# Git Commit Video Walkthrough - Specification
## Purpose
This tool generates video walkthroughs of git commits, unstaged or staged changes or even whole codebases to help developers understand the code in question and the changes to it through visual and audio narration. It transforms technical source code, git commits and commit messages and possibly git diffs into accessible, narrated video content that explains the intent of the code and in case of git commits, staged or unstaged changes, what was changed, why, and how.
## Core Intent
The primary goal is to make code review more accessible by:
- Providing visual representations of code and code changes
- Generating natural-sounding audio narration that explains changes
- Offering different presentation styles for different audiences (beginners, technical reviewers, quick overviews)
## General Approach
This tool, which is supposed to be used as an mcp server, takes an unusual approach in that it inverts the flow of communication compared to a regular client-agent interaction with tool calls, where the user would prompt the model, the model would then call a tool and report the result of this tool call back to the user. Instead, this tool, when called by an agent, will respond with a prompt for the agent. When the agent comes back with a response, the tool will consume this response and use it in the process of generating the video walkthrough.

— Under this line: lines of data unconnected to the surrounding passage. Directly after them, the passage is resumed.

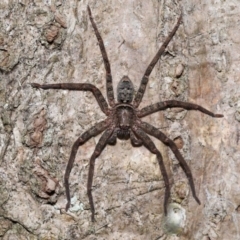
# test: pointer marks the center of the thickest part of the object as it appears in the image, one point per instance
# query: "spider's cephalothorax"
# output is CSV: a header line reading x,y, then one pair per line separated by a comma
x,y
124,119
125,90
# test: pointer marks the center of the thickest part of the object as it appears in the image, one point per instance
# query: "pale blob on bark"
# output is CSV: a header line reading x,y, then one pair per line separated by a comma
x,y
55,43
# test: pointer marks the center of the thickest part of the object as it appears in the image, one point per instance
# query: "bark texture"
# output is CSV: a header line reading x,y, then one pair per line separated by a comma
x,y
53,42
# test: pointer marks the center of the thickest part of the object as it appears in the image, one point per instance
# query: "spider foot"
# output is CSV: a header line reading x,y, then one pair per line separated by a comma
x,y
35,85
93,218
197,200
218,115
67,206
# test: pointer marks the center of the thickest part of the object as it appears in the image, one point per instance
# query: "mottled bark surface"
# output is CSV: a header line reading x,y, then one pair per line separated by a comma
x,y
55,43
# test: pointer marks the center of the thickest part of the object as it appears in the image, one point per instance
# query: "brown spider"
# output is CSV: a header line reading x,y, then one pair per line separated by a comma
x,y
124,119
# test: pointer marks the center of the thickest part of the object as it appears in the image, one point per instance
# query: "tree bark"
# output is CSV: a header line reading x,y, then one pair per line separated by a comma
x,y
55,43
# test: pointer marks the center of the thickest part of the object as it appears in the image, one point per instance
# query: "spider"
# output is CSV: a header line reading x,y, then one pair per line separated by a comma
x,y
124,119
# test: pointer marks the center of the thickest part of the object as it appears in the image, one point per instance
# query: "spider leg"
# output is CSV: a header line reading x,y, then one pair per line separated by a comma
x,y
148,143
110,95
151,130
78,87
150,67
94,131
98,149
113,138
136,142
173,103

The reason for this approach is that analysis of code and generation of summaries that result from these analyses require an agent that has the capability of reading whatever code is of interest to the user at the time the agent is called. However, generating frames that can be combined into a video once the content of these frames is known or generating speech from text are tasks that can very well be handled by a separate tool or service.
This means that for every single task that is neccessary in the process of generating a video walkthrough of code with an accompanying audio track that explains the intent of the code, how it is structured, and so on, this tool needs to provide two tool calls: one that returns a prompt to the agent to actually gather the content, and one that takes the response and uses it to generate the video walkthrough. Should the agent need more information to finish the generation of the video, the tool must provide this so that the agent loop can continue until the work is done.
## User Experience
### Video Structure
Each generated video follows this structure:
1. **Introduction (High-Level Overview)**
- What was achieved in this commit (the outcome)
- How it was achieved (high-level approach)
- Context: author, date, commit message
2. **Technical Details**
- File-by-file walkthrough of changes
- Visual display of code diffs with syntax highlighting
- Detailed narration of what each change does
3. **Conclusion**
- Summary of total changes (files, lines added/removed)
- Impact on the codebase
### Narration Style
The narration should sound natural and human-like:
- Uses a pleasant, clear voice (Samantha voice on macOS)
- Speaks at a comfortable pace (160 words per minute)
- Includes natural pauses at logical breaks
- Emphasizes important information through pacing
- Avoids robotic, monotone delivery
- Avoids reading the technical details of git diffs like a lot of "+"'s or "-"s
### Presentation Styles
Three styles are available to match different use cases:
- **Beginner**: Detailed explanations with more pauses, educational tone
- **Technical**: Precise, focused on implementation details
- **Overview**: Quick summary, high-level only
## What the Tool Does
### Input
The input is provided by the agent, that has been asked to generate a video walkthrough of one of the following:
- A git repository path
- A commit hash to analyze
- Unstaged changes in the working directory
- Staged changes for the current git project
- The whole codebase in the current working directory
The agent delegates to the tool in order to get further instructions.
### Processing
- The tool then generates a prompt for the agent to analyze the relevant code. If the agent has the ability to use subagents, the tool instructs the agent to use a subagent for each analysis.
- The tool then takes the response from the agent and processes it to generate whatever is neccessary. The reponse could either be related to the analysis, or to the video content, or the the spoken narration and the audio that accompanies the video.
### Output
- An MP4 video file with:
- Visual frames showing code changes
- Audio narration explaining the changes
- Proper pacing to allow comprehension
## Key Requirements
### Video Introduction Must Include
- **Achievement**: What this commit accomplished (feature added, bug fixed, refactoring done)
- **High-level approach**: How it was done (which components were modified, what strategy was used)
- **Save technical details for later**: Don't dive into specific code changes in the intro
### Audio Quality
- Natural-sounding voice (not robotic)
- Natural speech patterns with pauses and emphasis
- Clear pronunciation and pacing
- Strategic silence for comprehension
### Visual Quality
- Syntax-highlighted code diffs
- Clear, readable typography
- Professional dark or light themes
- Proper contrast for readability
## Non-Goals
This tool does NOT:
- Perform code review or suggest improvements
- Execute or test code
- Modify the git repository
- Generate interactive videos
- Support real-time streaming
- Require manual intervention during generation
## Technical Constraints
The tool should generate one or more tests to make sure that whatever is generated actually works and can be committed, even if it is not the finished video walkthrough tool yet.